Собственно, шестая печать должна соответствовать эпохе Филадельфийской и, конечно, соответствует. Но Сардийская также может захватить часть событий, отмеченных под шестой печатью, точно так же, как Филадельфийская эпоха перейдет, конечно, в годы эпохи Лаодикийской, переживет ее и, по истреблении [Жены] любодеицы, сольется с той Женой Агнца, которая облечется в чистый и светлый виссон на брак Агнца (Откр. 19; 7 — 8).
Для некоторого хронологического определения Сардийской эпохи могут послужить события, обозначенные при снятии шестой печати.
В это время произошло, сказано, «великое землетрясение», что символически означает «перемену дел» (Андрей Кесарийский). Солнце стало черно, как войлок, луна сделалась как кровь. Помрачение солнца, по Андрею Кесарийскому, означает отсутствие света в тех, кого охватит гнев Божий. Звезды небесные пали на землю, как плоды смоковницы, потрясаемой ветром. Это, по Андрею Кесарийскому, означает, что, потрясаемые происходящими событиями, падут те, которые казались светилами мира. Небо скрылось, как свиток свиваемый. Это, полагаю, означает, что для людей закрылось начертанное на небесах. Цари земные, и вельможи, и все вообще, угрожаемые событиями, начинают скрываться в пещеры и ущелья гор, ища убежища и желая, чтобы горы и камни упали на них и скрыли от гнева Божия. Всякая гора и всякий остров сдвинулись с мест: а горы означают (Андрей Кесарийский) начальственных лиц, государственных и церковных, острова же — церковные общины. Все это потрясается и разбегается.
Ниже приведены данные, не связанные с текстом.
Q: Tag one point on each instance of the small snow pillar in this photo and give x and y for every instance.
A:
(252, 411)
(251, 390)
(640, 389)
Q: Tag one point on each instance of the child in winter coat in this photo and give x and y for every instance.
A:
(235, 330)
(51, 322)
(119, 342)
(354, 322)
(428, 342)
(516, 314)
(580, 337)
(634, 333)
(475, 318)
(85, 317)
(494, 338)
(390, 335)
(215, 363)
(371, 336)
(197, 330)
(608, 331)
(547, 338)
Итак, изображается какая-то страшная революционная эпоха. Но какая же? По совокупности примет это может быть только нынешняя политическо-социальная революция, обрушивающаяся как на сильных мира, так и на Церковь. Началом ее, может быть, можно считать конец XVIII века, но она, очевидно, не закончилась и закончится только после того, как ей подведут полные итоги настоящее время и ближайшее будущее. Если так, то должно считать, что мы находимся в эпоху снятия шестой печати, то есть на переломе от Сардийской церкви к Филадельфийской, и вступаем в предпоследний период мировой истории.
Предполагая верным это хронологическое указание, перед нами стоят уже только три части Апокалипсиса, которые изображают будущее.
Общий характер времен от Сардийской церкви до конца мира, по-видимому, представляет такую картину. Духовное настроение как бы все больше раздвояется на два русла. С одной стороны, Сардийская эпоха, по существу уже мертвенная, конечно, создает материал для Лаодикийской церкви, которая породит «Жену лю- бодейную». Но рядом с этим все, которых Христос в Сардийскую эпоху зовет к покаянию и которые еще носят «белые одежды», — они своим духовным порывом дадут начало Филадельфийской церкви. В эпоху Жены любодейной эти избранники, конечно, услышат голос Божий: «выйди от нее, народ Мой» (Откр. 18, 3) — и будут скрываться в том убежище, которое им было изначально приготовлено, а по уничтожении Жены любодейной перейдут в состояние Невесты Агнца (Новый Иерусалим).
Таким образом, мир в предстоящие эпохи будет представлять особенно резкое сосуществование добра и зла, причем злое начало дает тон жизни, а доброе начало лишь на краткое время Филадельфийской эпохи особенно заблещет в мире, вообще же будет гонимо до самого Пришествия Христа.